“Tell me,” said Arctura, with a little gasp.
“When I came here,” said Donal, “I thought my heart so broken that it would never love—that way, I mean—any more. But I loved God better than ever: and as one I would fain help, I loved you from the very first. But I should have scorned myself had I once fancied you loved me more than just to do anything for me I needed done. When I saw you troubled, I longed to take you up in my arms, and carry you like a lovely bird that had fallen from one of God’s nests; but never once, my lady, did I think of your caring for my love: it was yours as a matter of course. I once asked a lady to kiss me—just once, for a good-bye: she would not—and she was quite right; but after that I never spoke to a lady but she seemed to stand far away on the top of a hill against a sky.”

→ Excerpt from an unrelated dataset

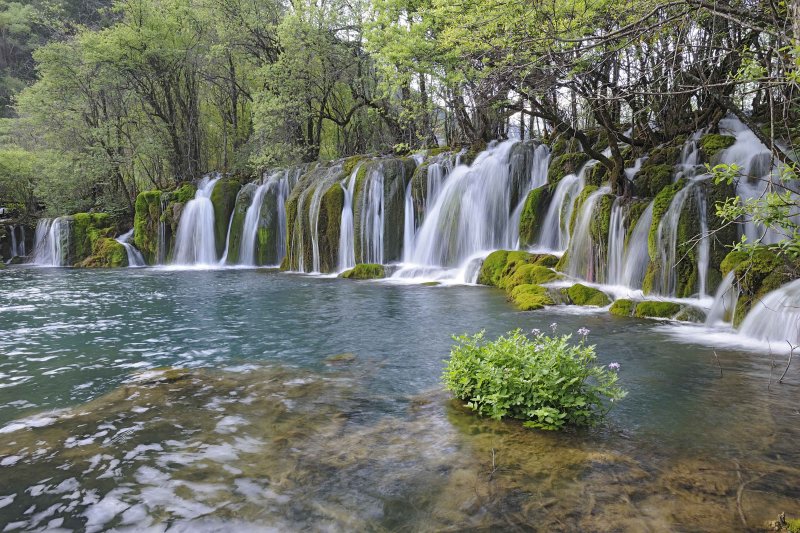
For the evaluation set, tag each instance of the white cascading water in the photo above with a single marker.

He stopped. Her hands on his fluttered a little, as if they would fly.
“Is she still—is she—alive?” she asked.
“Oh yes, my lady.”
“Then she may—change—” said Arctura, and stopped, for there was a stone in her heart.
Donal laughed. It was an odd laugh, but it did Arctura good.
“No danger of that, my lady! She has the best husband in the world—a much better than I should have made, much as I loved her.”
“That can’t be!”
“Why, my lady, her husband’s sir Gibbie! She’s lady Galbraith! I would never have wished her mine if I had known she loved Gibbie. I love her next to him.”